我正在尝试根据存储在单独表格中的日期值计算Pandas中基于时间的聚合。
第一个表table_a的顶部如下所示:
COMPANY_ID DATE MEASURE
1 2010-01-01 00:00:00 10
1 2010-01-02 00:00:00 10
1 2010-01-03 00:00:00 10
1 2010-01-04 00:00:00 10
1 2010-01-05 00:00:00 10
以下是创建表格的代码:
table_a = pd.concat(\
[pd.DataFrame({'DATE': pd.date_range("01/01/2010", "12/31/2010", freq="D"),\
'COMPANY_ID': 1 , 'MEASURE': 10}),\
pd.DataFrame({'DATE': pd.date_range("01/01/2010", "12/31/2010", freq="D"),\
'COMPANY_ID': 2 , 'MEASURE': 10})])
第二个表table_b看起来像这样:
COMPANY END_DATE
1 2010-03-01 00:00:00
1 2010-06-02 00:00:00
2 2010-03-01 00:00:00
2 2010-06-02 00:00:00
并且创建它的代码是:
table_b = pd.DataFrame({'END_DATE':pd.to_datetime(['03/01/2010','06/02/2010','03/01/2010','06/02/2010']),\
'COMPANY':(1,1,2,2)})
我希望能够在table_b的END_DATE之前的每30天内获得每个COMPANY_ID的度量列的总和。
这是(我认为)SQL等价物:
select
b.COMPANY_ID,
b.DATE
sum(a.MEASURE) AS MEASURE_TO_END_DATE
from table_a a, table_b b
where a.COMPANY = b.COMPANY and
a.DATE < b.DATE and
a.DATE > b.DATE - 30
group by b.COMPANY;
感谢您的帮助
答案 0 :(得分:45)
好吧,我可以想到几个方法。 (1)通过合并company然后在合并后的30天窗口上过滤来基本上炸毁数据帧。
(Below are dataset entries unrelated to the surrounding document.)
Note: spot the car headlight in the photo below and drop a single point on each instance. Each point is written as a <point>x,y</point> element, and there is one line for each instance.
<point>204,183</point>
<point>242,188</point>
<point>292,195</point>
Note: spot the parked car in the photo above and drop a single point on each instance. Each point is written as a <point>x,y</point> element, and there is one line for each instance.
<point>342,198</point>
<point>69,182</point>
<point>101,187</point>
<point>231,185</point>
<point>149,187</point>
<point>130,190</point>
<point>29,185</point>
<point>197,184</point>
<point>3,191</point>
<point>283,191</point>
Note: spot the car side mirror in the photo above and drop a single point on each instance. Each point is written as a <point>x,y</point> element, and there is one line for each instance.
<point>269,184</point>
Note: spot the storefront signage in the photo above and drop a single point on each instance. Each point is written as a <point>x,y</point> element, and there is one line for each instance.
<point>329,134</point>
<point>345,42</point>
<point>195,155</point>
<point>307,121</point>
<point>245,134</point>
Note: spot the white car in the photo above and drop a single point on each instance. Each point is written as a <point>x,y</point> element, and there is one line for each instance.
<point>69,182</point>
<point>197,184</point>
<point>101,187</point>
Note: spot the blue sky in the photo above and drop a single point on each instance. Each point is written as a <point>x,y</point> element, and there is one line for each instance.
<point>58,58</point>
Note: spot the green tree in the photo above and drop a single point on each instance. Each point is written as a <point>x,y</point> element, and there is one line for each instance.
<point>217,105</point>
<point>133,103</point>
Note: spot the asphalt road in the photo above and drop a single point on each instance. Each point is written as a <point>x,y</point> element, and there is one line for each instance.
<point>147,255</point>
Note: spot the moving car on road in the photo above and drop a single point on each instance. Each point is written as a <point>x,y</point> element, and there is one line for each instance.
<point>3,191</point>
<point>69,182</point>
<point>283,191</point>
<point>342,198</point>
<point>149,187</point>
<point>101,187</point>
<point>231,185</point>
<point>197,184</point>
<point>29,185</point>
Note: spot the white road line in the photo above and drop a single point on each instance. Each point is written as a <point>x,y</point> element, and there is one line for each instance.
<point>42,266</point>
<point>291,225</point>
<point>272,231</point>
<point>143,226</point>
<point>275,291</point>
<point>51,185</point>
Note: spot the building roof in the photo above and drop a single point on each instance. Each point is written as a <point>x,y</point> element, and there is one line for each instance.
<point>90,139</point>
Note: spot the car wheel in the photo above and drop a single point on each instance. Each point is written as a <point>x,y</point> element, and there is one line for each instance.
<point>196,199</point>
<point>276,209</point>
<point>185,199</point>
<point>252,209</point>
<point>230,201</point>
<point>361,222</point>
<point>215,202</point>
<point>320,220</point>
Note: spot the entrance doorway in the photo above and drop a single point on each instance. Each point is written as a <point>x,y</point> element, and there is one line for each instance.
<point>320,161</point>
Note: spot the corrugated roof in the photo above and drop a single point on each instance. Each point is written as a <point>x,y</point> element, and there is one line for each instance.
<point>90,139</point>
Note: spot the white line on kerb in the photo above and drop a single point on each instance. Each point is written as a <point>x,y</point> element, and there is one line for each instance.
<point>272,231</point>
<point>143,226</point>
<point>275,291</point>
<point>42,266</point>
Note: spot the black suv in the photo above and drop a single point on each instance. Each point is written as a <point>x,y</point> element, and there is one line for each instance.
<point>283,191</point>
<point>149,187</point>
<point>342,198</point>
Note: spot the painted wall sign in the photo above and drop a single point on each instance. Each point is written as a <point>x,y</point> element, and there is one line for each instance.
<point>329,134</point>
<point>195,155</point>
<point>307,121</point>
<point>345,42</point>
这应该很快,但可能会占用大量内存。 (2)将30天窗口中的合并和过滤移动到groupby中。这导致每个组合并,因此它会更慢,但它应该使用更少的内存
选项#1
假设您的数据如下所示(我扩展了您的示例数据):
print df
company date measure
0 0 2010-01-01 10
1 0 2010-01-15 10
2 0 2010-02-01 10
3 0 2010-02-15 10
4 0 2010-03-01 10
5 0 2010-03-15 10
6 0 2010-04-01 10
7 1 2010-03-01 5
8 1 2010-03-15 5
9 1 2010-04-01 5
10 1 2010-04-15 5
11 1 2010-05-01 5
12 1 2010-05-15 5
print windows
company end_date
0 0 2010-02-01
1 0 2010-03-15
2 1 2010-04-01
3 1 2010-05-15
为30天窗口创建开始日期:
windows['beg_date'] = (windows['end_date'].values.astype('datetime64[D]') -
np.timedelta64(30,'D'))
print windows
company end_date beg_date
0 0 2010-02-01 2010-01-02
1 0 2010-03-15 2010-02-13
2 1 2010-04-01 2010-03-02
3 1 2010-05-15 2010-04-15
现在进行合并,然后根据date是否在beg_date和end_date范围内进行选择:
df = df.merge(windows,on='company',how='left')
df = df[(df.date >= df.beg_date) & (df.date <= df.end_date)]
print df
company date measure end_date beg_date
2 0 2010-01-15 10 2010-02-01 2010-01-02
4 0 2010-02-01 10 2010-02-01 2010-01-02
7 0 2010-02-15 10 2010-03-15 2010-02-13
9 0 2010-03-01 10 2010-03-15 2010-02-13
11 0 2010-03-15 10 2010-03-15 2010-02-13
16 1 2010-03-15 5 2010-04-01 2010-03-02
18 1 2010-04-01 5 2010-04-01 2010-03-02
21 1 2010-04-15 5 2010-05-15 2010-04-15
23 1 2010-05-01 5 2010-05-15 2010-04-15
25 1 2010-05-15 5 2010-05-15 2010-04-15
您可以通过company和end_date分组来计算30天的窗口总和:
print df.groupby(['company','end_date']).sum()
measure
company end_date
0 2010-02-01 20
2010-03-15 30
1 2010-04-01 10
2010-05-15 15
选项#2 将所有合并移动到groupby中。这应该在内存上更好,但我认为要慢得多:
windows['beg_date'] = (windows['end_date'].values.astype('datetime64[D]') -
np.timedelta64(30,'D'))
def cond_merge(g,windows):
g = g.merge(windows,on='company',how='left')
g = g[(g.date >= g.beg_date) & (g.date <= g.end_date)]
return g.groupby('end_date')['measure'].sum()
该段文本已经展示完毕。